Thursday, June 18, 2009

Bookmarks 6.18.09

Playwrights’ Platform Summer Festival of New Plays in Boston, Mass. (June 18-20, 8 p.m.) – Come support the aspiring writers of Playwrights’ Platform who have written the vibrant short plays constituting this summer’s festival. After each performance, the audience members will vote on their favorite plays and actors for the awards ceremony that concludes the festival. Who knows, there might even be a future Lorraine Hansberry in the group!

A Bilingual Reading of Pablo Neruda Poetry in Seattle, Wash. (June 20, 2:00 p.m.) – This reading, which will take place at Central Library, is perfect for English-speaking students of Spanish, Spanish-speaking students of English, hardcore bilingual Neruda fans, and lovers of the poet who have only read translations and wish to hear the exquisite music of his native tongue.

Sunken Garden Poetry & Music Festival in Farmington, Conn. (June 24, 6:30 p.m.) – This festival, which opened two weeks ago, will be held every other Wednesday evening until August 5, in the Sunken Garden of the historic Hill-Stead Museum property. Bask in the bloom of the Colonial Revival as you listen to readings by the Connecticut Poetry Circuit winners and Baron Wormser, and a musical performance by New York’s Uptown Trio.
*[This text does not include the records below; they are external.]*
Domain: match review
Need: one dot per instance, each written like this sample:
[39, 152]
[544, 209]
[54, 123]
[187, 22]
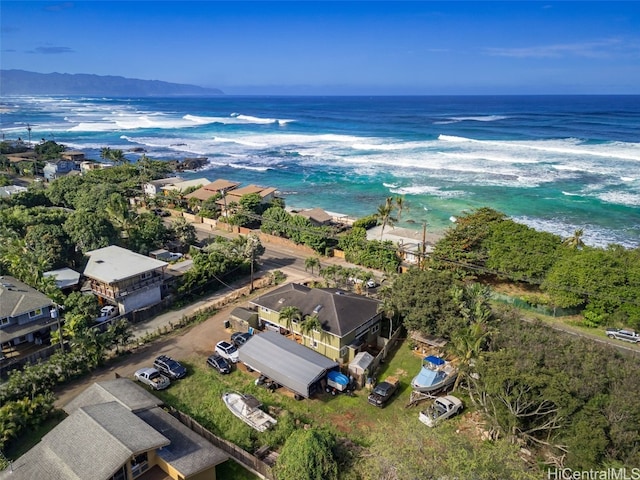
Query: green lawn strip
[31, 437]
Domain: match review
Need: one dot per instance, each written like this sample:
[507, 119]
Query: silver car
[626, 335]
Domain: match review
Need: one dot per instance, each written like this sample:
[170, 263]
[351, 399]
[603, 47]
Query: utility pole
[56, 315]
[423, 246]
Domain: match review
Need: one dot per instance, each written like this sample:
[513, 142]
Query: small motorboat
[247, 409]
[436, 374]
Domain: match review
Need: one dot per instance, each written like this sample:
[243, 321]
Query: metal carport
[286, 362]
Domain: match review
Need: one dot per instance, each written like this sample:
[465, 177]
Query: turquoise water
[555, 163]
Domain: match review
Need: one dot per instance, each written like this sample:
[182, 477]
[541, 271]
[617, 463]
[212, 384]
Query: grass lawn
[30, 437]
[199, 395]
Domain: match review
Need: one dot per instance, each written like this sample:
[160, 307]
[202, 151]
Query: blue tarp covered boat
[436, 374]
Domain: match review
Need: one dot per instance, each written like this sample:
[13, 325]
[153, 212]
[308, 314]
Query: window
[139, 464]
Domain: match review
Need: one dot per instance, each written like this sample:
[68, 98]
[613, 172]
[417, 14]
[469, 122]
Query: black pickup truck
[383, 392]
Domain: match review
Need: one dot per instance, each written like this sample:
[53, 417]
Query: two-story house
[349, 321]
[25, 314]
[58, 168]
[125, 278]
[217, 187]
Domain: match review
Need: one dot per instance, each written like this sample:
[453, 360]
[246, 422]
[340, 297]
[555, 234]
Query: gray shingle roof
[121, 390]
[285, 361]
[112, 264]
[92, 443]
[17, 298]
[109, 423]
[341, 312]
[187, 452]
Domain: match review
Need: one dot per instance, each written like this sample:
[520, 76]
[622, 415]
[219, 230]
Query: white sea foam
[476, 118]
[620, 198]
[427, 190]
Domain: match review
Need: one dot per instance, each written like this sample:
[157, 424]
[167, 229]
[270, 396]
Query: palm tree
[466, 344]
[290, 315]
[400, 206]
[120, 215]
[575, 241]
[388, 307]
[105, 153]
[311, 262]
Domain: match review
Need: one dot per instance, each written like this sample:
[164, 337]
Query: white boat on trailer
[247, 409]
[435, 375]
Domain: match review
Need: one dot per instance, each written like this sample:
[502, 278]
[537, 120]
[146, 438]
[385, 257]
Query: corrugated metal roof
[286, 362]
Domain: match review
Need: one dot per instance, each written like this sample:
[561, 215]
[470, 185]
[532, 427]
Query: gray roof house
[117, 430]
[125, 278]
[349, 321]
[25, 314]
[288, 363]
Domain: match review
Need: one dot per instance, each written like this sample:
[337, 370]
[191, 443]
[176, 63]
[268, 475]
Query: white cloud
[595, 49]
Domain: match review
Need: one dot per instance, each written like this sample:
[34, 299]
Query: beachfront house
[217, 187]
[267, 194]
[125, 278]
[59, 168]
[26, 315]
[349, 322]
[116, 430]
[154, 187]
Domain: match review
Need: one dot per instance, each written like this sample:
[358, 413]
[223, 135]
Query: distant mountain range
[21, 82]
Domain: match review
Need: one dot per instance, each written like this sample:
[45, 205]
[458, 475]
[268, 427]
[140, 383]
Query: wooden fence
[249, 461]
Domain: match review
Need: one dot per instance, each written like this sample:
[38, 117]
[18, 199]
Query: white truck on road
[153, 378]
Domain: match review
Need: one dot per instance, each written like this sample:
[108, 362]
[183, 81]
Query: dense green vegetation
[602, 283]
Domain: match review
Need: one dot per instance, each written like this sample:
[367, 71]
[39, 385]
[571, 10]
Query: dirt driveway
[194, 341]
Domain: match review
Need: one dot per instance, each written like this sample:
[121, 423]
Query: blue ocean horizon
[556, 163]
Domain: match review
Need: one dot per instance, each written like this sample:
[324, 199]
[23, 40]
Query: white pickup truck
[153, 378]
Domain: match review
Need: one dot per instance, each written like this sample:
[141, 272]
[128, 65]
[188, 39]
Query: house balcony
[116, 292]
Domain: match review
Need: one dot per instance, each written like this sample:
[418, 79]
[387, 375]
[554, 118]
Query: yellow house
[348, 321]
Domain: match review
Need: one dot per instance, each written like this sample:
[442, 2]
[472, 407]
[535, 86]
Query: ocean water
[555, 163]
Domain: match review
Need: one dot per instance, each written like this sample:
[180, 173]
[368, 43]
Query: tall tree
[384, 215]
[308, 455]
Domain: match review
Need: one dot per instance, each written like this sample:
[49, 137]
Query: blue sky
[337, 47]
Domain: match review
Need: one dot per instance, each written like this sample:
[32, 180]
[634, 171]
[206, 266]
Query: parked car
[626, 335]
[153, 378]
[169, 367]
[240, 338]
[107, 312]
[219, 363]
[384, 391]
[228, 351]
[441, 409]
[160, 212]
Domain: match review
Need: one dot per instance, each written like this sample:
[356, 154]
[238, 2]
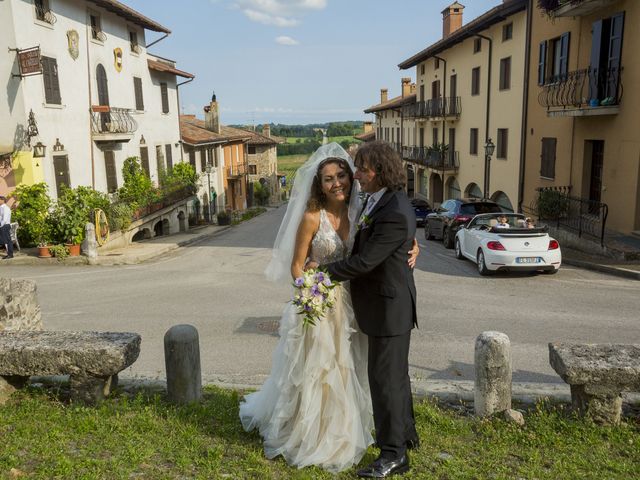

Smithsonian Folklife Festival in Washington, D.C. (June 24-28 and July 1-5) – The Folklife Festival is a multimedia, multicultural, enormously popular event on the National Mall. This year’s programs will include Giving Voice (focusing on “The Power of Words in African American Culture”), Las Américas, and Wales, and visitors can experience these cultures through food, music, dance, and, of course, storytelling.

Fresh Threads of Connection: Mother Nature and British Women Writers in Iowa City, Iowa (through July 26) – If you love the likes of Jane Austen, George Eliot, and Charlotte Bronte, head over to Iowa City’s Old Capitol Museum. The Fresh Threads of Connection exhibit, through the work and lives of ten female British writers, examines art, culture, nature, and these women’s relationships to the world and to one another.